2HBr+Mg(OH)2 -> MgBr2+2H2O
how many mL of a 0.2 M HBr solution is required to react with 40 mL of a 0.40 M Mg(OH)2 solution
How many mols Mg(OH)2 do you have? That's mols = M x L = ?
How many mols HBr will that use. The coefficients tell you 2 mols HBr are required for every mol Mg(OH)2.
Then M HBr = mols HBr/L HBr. You know mols and M, substitute and solve for L, then convert to mL.
Post your work if you get stuck.
To determine the volume of a 0.2 M HBr solution required to react with 40 mL of a 0.40 M Mg(OH)2 solution, you need to use the stoichiometry of the balanced chemical equation.
First, let's write the balanced chemical equation for the reaction:
2 HBr + Mg(OH)2 -> MgBr2 + 2 H2O
From the equation, we can see that 2 moles of HBr react with 1 mole of Mg(OH)2. This means that the ratio of moles of HBr to moles of Mg(OH)2 is 2:1.

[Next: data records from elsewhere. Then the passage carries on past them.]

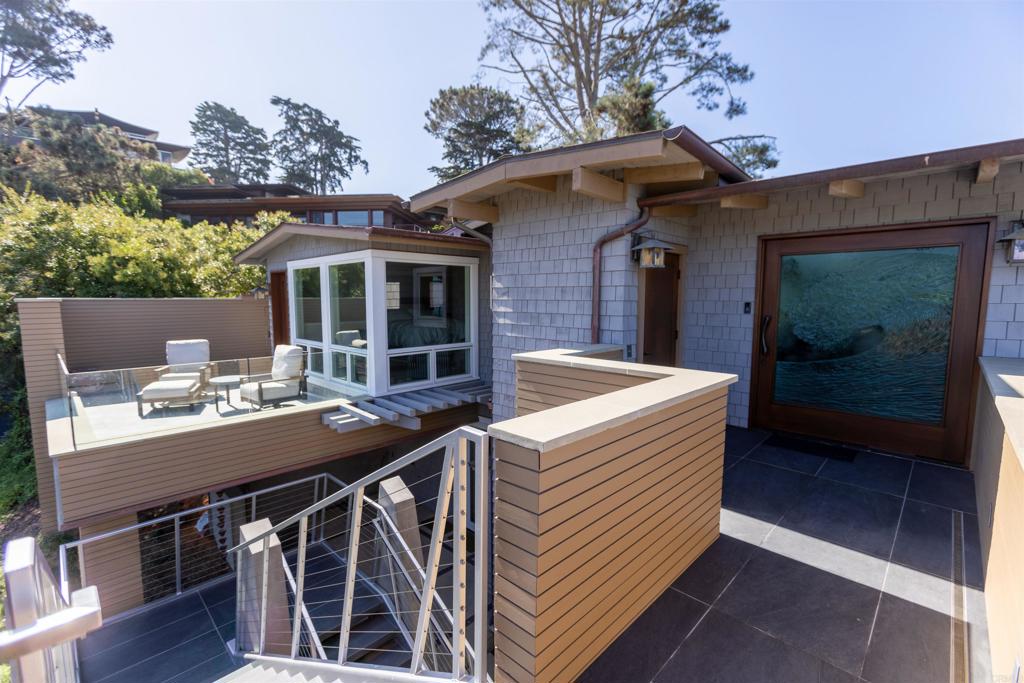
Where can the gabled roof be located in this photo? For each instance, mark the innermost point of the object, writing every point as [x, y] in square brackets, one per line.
[254, 253]
[925, 163]
[658, 147]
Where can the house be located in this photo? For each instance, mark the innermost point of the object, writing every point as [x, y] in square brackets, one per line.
[858, 330]
[230, 202]
[168, 153]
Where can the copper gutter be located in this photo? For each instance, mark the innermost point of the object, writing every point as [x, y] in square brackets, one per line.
[595, 304]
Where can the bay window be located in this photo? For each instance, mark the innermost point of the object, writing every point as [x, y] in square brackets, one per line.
[386, 321]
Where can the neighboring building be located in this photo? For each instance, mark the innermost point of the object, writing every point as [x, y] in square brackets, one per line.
[168, 152]
[625, 300]
[225, 203]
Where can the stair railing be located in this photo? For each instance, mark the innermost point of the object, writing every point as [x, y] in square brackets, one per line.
[41, 624]
[255, 597]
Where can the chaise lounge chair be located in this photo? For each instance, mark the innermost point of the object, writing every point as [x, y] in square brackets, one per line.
[286, 381]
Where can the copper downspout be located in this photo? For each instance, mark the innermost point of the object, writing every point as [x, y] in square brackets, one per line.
[595, 304]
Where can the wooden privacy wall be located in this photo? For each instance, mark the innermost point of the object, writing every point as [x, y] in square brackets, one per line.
[589, 534]
[111, 334]
[105, 479]
[540, 386]
[998, 475]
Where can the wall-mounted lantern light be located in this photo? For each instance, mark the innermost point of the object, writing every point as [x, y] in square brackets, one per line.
[649, 252]
[1015, 243]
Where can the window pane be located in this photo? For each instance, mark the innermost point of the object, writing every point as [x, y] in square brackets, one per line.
[428, 305]
[353, 217]
[406, 369]
[348, 305]
[358, 369]
[453, 363]
[339, 366]
[308, 317]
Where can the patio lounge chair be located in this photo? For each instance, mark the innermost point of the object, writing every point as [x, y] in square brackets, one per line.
[170, 392]
[286, 381]
[186, 359]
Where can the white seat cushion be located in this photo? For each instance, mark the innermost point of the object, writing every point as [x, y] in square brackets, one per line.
[185, 351]
[164, 390]
[287, 363]
[180, 377]
[271, 390]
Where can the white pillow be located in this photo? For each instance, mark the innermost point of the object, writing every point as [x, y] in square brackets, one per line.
[287, 361]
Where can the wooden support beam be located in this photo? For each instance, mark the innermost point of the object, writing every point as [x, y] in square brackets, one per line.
[987, 170]
[599, 186]
[744, 202]
[669, 173]
[846, 188]
[674, 211]
[472, 211]
[544, 183]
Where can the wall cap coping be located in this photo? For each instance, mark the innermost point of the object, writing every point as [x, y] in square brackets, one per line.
[562, 425]
[1005, 379]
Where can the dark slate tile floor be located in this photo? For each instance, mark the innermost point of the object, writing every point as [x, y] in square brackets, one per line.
[826, 571]
[179, 641]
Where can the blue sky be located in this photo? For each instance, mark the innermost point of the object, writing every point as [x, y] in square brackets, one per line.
[838, 82]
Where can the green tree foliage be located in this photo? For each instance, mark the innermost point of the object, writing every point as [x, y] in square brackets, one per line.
[56, 249]
[591, 69]
[42, 40]
[65, 159]
[228, 147]
[476, 124]
[311, 150]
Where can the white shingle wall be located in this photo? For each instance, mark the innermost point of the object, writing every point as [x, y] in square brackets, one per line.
[542, 267]
[541, 288]
[723, 252]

Now, let's calculate the number of moles of Mg(OH)2 present in the given volume:
moles of Mg(OH)2 = concentration of Mg(OH)2 × volume of Mg(OH)2 solution
= 0.40 mol/L × 0.040 L
= 0.016 mol
Since the ratio of moles of HBr to moles of Mg(OH)2 is 2:1, we will need twice the number of moles of HBr. Therefore:
moles of HBr required = 2 × moles of Mg(OH)2
= 2 × 0.016 mol
= 0.032 mol
Now, let's calculate the volume of the 0.2 M HBr solution needed to supply 0.032 moles of HBr:
volume of HBr solution = moles of HBr required / concentration of HBr solution
= 0.032 mol / 0.2 mol/L
= 0.16 L
Since the concentration is given in Molarity (mol/L), we need to convert the volume to milliliters:
volume of HBr solution = 0.16 L × 1000 mL/L
= 160 mL
Therefore, 160 mL of the 0.2 M HBr solution is required to react with 40 mL of the 0.40 M Mg(OH)2 solution.